The stranger began to babble and made a prophecy
concerning the child that lay in the arms of the
agnostic.
"I came here to quit drinking," he said, and tears
began to run down his cheeks. He did not look at
Tom Hard, but leaned forward and stared into the
darkness as though seeing a vision. "I ran away to
the country to be cured, but I am not cured. There
is a reason." He turned to look at the child who sat
up very straight on her father's knee and returned
the look.
The stranger touched Tom Hard on the arm.
"Drink is not the only thing to which I am addicted," he said. "There is something else. I am a
lover and have not found my thing to love. That is
a big point if you know enough to realize what I
mean. It makes my destruction inevitable, you see.
There are few who understand that."
The stranger became silent and seemed overcome
with sadness, but another blast from the whistle of
the passenger engine aroused him. "I have not lost
faith. I proclaim that. I have only been brought to
the place where I know my faith will not be realized," he declared hoarsely. He looked hard at the
child and began to address her, paying no more attention to the father. "There is a woman coming,"
he said, and his voice was now sharp and earnest.
"I have missed her, you see. She did not come in
my time. You may be the woman. It would be like
fate to let me stand in her presence once, on such
an evening as this, when I have destroyed myself
with drink and she is as yet only a child."
The shoulders of the stranger shook violently, and
when he tried to roll a cigarette the paper fell from
his trembling fingers. He grew angry and scolded.
"They think it's easy to be a woman, to be loved,
but I know better," he declared. Again he turned to
the child. "I understand," he cried. "Perhaps of all
men I alone understand."
His glance again wandered away to the darkened
street. "I know about her, although she has never
crossed my path," he said softly. "I know about her
struggles and her defeats. It is because of her defeats
that she is to me the lovely one. Out of her defeats
has been born a new quality in woman. I have a
name for it. I call it Tandy. I made up the name
when I was a true dreamer and before my body
became vile. It is the quality of being strong to be
loved. It is something men need from women and
that they do not get. "
The stranger arose and stood before Tom Hard.
His body rocked back and forth and he seemed
about to fall, but instead he dropped to his knees
on the sidewalk and raised the hands of the little
girl to his drunken lips. He kissed them ecstatically.

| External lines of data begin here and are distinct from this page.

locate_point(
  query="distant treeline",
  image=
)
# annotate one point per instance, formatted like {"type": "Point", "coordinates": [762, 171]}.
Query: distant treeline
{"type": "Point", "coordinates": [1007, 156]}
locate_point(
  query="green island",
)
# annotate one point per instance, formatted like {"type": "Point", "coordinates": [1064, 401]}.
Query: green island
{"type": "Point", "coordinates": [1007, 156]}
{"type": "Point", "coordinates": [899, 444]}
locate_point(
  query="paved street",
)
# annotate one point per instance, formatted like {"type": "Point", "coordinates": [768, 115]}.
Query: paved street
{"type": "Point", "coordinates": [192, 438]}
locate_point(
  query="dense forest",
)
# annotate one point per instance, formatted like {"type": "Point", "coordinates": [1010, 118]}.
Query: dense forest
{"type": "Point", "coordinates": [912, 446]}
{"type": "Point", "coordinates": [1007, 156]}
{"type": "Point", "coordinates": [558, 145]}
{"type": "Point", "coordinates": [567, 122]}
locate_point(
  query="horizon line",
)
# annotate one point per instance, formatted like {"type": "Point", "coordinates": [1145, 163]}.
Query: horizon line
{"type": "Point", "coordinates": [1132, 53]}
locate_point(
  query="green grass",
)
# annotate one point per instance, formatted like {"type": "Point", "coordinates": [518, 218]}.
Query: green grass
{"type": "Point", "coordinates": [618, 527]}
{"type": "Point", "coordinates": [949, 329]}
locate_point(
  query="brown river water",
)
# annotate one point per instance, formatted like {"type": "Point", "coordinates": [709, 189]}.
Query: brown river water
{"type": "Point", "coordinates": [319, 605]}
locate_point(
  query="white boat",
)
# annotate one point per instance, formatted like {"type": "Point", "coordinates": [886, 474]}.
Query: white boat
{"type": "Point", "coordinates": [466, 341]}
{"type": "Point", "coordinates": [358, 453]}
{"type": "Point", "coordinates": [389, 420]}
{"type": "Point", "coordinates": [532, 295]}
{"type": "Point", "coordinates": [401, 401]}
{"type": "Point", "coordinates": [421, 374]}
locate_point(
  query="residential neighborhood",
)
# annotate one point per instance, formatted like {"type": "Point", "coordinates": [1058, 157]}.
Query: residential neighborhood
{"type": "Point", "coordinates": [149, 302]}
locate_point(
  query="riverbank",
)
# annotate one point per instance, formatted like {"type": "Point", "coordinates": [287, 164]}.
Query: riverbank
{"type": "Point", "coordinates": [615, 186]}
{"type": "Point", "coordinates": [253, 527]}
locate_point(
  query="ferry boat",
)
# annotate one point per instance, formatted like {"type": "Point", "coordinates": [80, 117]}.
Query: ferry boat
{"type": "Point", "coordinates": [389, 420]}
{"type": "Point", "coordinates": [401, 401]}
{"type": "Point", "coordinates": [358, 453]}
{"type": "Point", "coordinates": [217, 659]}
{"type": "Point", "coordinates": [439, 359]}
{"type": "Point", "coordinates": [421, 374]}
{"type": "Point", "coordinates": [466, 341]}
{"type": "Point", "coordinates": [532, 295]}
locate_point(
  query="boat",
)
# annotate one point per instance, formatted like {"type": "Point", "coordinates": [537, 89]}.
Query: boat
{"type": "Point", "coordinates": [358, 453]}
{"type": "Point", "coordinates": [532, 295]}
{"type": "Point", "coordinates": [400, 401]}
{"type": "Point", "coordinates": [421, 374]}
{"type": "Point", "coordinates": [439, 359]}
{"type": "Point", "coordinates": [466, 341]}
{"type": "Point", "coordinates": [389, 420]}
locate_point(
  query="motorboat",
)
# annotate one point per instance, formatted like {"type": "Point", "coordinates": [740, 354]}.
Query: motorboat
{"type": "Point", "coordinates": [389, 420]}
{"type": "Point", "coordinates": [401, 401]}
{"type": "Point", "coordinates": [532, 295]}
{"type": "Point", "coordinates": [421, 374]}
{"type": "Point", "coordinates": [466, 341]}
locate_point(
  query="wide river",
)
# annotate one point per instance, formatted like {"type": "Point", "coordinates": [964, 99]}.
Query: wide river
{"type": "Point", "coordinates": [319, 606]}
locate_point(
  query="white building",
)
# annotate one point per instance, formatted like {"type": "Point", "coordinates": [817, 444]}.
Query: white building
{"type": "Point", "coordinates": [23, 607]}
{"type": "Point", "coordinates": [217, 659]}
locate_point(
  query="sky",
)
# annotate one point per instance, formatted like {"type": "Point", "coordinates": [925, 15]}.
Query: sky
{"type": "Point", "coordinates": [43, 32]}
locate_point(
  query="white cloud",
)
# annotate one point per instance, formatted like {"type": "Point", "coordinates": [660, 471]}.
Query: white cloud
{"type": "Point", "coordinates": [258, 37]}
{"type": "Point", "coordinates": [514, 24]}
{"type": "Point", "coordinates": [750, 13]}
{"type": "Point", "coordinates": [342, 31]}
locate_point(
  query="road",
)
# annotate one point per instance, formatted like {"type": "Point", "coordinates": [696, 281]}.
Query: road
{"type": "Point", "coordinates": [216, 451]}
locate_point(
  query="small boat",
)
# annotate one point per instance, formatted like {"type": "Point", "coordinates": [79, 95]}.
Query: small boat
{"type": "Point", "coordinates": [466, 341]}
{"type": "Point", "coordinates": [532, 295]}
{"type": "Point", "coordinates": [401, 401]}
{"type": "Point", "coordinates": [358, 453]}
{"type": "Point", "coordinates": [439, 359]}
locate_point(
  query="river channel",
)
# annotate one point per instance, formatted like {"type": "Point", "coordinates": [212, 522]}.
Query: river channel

"Be Tandy, little one," he pleaded. "Dare to be
strong and courageous. That is the road. Venture
anything. Be brave enough to dare to be loved. Be
something more than man or woman. Be Tandy."
The stranger arose and staggered off down the
street. A day or two later he got aboard a train and
returned to his home in Cleveland. On the summer
evening, after the talk before the hotel, Tom Hard
took the girl child to the house of a relative where
she had been invited to spend the night. As he went
along in the darkness under the trees he forgot the
babbling voice of the stranger and his mind returned
to the making of arguments by which he might destroy men's faith in God. He spoke his daughter's
name and she began to weep.
"I don't want to be called that," she declared. "I
want to be called Tandy--Tandy Hard." The child
wept so bitterly that Tom Hard was touched and
tried to comfort her. He stopped beneath a tree and,
taking her into his arms, began to caress her. "Be
good, now," he said sharply; but she would not be
quieted. With childish abandon she gave herself
over to grief, her voice breaking the evening stillness
of the street. "I want to be Tandy. I want to be
Tandy. I want to be Tandy Hard," she cried, shaking her head and sobbing as though her young
strength were not enough to bear the vision the
words of the drunkard had brought to her.